NATO’s Trump problem

​Trump standing in front of a sign and a rollercoaster surrounded my military personnel and supplies.
Trump standing in front of a sign and a rollercoaster surrounded my military personnel and supplies.
Jess Frampton

Former president and likely Republican nominee Donald Trump caused a ruckus across the pond over the weekend when he said that he would encourage Russia to attack any NATO member falling short on their defense spending goals (2% of GDP or more). Predictably, this got America’s European allies, most of whom were already pretty agitated about the prospect of a second Trump presidency, decidedly panicky.

It's easy to see why. During his first term in the White House, Trump repeatedly threatened to pull back from longstanding US security commitments to NATO as a lever to force European allies to shoulder more of the financial burden of their defense and to secure favorable trade concessions. His latest remarks are the first, however, explicitly encouraging Russia – a country openly hostile to NATO and currently leading a war of aggression in Ukraine – to attack other NATO members. Despite significant increases in defense spending since Russia’s annexation of Crimea in 2014, European allies are still largely dependent on US military capabilities to maintain credible deterrence. If Trump were to act on his threats at a time when war is raging on Europe’s doorstep, Ukraine’s prospects for victory are shrinking, and Russia’s expansionist appetite remains unsated, Europe would find itself in an unenviable position.

At the same time, there is a point beneath Trump’s threats. It is indeed the case that most of the largest NATO economies – including Germany, France, Italy, and Spain – have been underinvesting in their own defense for decades, confident that the “peace dividend” would last forever or else that they could free-ride on the US security guarantee indefinitely...despite continued pleas from US presidents of both parties for them to become more co-equal partners in European security. Yet they have been allowed to get away with this rather unacceptable state of affairs at their own peril, their consistent failure to invest in their own defense weakening NATO and emboldening Vladimir Putin as much as (if not more than) any Trump statement could.

In that sense, Trump’s escalating withdrawal/abandonment threats are important for both Europe and NATO in the long term, insofar as European leaders find them credible enough to finally start taking European security seriously.
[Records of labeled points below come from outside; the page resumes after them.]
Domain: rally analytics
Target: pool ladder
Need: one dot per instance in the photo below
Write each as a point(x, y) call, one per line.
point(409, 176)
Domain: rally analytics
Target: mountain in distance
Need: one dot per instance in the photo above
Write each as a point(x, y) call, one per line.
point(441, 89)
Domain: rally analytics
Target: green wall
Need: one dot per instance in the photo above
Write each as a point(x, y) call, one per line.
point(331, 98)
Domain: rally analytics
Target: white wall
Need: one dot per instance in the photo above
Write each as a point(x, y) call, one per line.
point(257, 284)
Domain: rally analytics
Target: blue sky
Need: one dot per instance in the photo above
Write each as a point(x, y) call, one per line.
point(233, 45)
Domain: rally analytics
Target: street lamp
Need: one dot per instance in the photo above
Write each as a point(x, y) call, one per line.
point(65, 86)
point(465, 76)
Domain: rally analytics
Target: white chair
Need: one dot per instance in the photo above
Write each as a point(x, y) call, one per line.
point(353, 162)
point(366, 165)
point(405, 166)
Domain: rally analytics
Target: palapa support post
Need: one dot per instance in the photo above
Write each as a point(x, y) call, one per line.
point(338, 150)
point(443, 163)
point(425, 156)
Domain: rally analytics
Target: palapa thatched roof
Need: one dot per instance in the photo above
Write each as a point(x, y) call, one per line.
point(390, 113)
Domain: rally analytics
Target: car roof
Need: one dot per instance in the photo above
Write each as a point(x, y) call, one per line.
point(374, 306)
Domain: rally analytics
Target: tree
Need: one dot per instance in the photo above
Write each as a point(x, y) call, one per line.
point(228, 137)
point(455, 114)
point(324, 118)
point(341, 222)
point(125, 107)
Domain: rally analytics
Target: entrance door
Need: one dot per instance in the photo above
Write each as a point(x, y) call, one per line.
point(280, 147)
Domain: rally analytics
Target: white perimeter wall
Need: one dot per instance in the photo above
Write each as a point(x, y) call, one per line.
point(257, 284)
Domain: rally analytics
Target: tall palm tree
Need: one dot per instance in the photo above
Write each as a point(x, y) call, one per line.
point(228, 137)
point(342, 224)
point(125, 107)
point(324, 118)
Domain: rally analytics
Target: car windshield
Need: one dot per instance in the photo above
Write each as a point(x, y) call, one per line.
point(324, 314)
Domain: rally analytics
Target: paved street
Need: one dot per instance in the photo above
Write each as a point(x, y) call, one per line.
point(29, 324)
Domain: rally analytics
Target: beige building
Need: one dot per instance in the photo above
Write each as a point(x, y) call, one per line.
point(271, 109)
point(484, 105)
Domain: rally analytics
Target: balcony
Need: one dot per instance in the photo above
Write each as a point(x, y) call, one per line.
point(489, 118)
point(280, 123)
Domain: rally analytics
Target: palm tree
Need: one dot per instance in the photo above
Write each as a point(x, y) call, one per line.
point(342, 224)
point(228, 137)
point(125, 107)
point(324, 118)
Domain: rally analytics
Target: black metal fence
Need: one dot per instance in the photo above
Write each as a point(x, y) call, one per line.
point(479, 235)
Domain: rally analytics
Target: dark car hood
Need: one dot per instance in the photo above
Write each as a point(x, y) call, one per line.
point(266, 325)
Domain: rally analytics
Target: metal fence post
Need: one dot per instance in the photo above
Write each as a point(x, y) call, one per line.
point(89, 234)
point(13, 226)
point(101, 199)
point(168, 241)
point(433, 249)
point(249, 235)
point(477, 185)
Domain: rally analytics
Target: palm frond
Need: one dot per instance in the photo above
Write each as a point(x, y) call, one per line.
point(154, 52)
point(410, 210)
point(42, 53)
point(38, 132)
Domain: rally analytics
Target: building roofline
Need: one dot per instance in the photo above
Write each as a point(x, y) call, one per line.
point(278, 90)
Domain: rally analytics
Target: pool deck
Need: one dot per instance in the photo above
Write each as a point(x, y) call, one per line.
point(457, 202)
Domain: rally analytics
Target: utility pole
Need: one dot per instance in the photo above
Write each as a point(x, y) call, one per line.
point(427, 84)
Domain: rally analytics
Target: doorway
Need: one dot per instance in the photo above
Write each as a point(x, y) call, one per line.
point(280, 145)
Asking them hasn’t worked. And the status quo is increasingly untenable to growing numbers of Americans.

Admittedly, the gambit is not without downsides. The threat of withdrawal/abandonment risks turning NATO, which has historically been widely understood as a strategic alliance in America’s own vital security interest, into a largely transactional arrangement. You may think transactional doesn’t sound so bad – they get something, we get something, everyone wins, right? But that’s not how military alliances and deterrence work. The moment it becomes clear that NATO is bound not by trust and shared interests but by quid pro quo, the security guarantee is rendered less credible in the eyes of adversaries (who know the US will not go to war to defend another country solely for money) and therefore less valuable for partners.

Most importantly, this assumes that Trump is playing hardball and just wants to leverage the US security guarantee to get the Europeans to pull more of their weight and to secure gains in other areas such as trade, much like he did in his first term. However, there are those who have worked with him, such as former national security adviser John Bolton, who believe that Trump doesn’t actually care whether NATO members increase their burden-sharing and is just looking for a pretext to abandon an alliance he has always seen as an inherently bad deal for America. According to Bolton, it's not a bluff, it’s not a negotiating tactic, it’s not even a shakedown: it’s his deeply-held policy stance. Big if true, as they say.

This would be the ultimate nightmare scenario for the Europeans, who have neither the leadership, the cash, nor the trust to fill the gaping hole left by the (de facto or de jure) withdrawal of the US security guarantee. Rather than galvanize the continent, political and military fragmentation would ensue. Some countries would try to “buy” bilateral security agreements from the Trump administration, while others would cozy up to Moscow instead. Yet others, such as the Nordic and Baltic states, would band together in regional security groupings.

The damage to European unity and security would be heavy. But so would the damage to America’s credibility and global standing.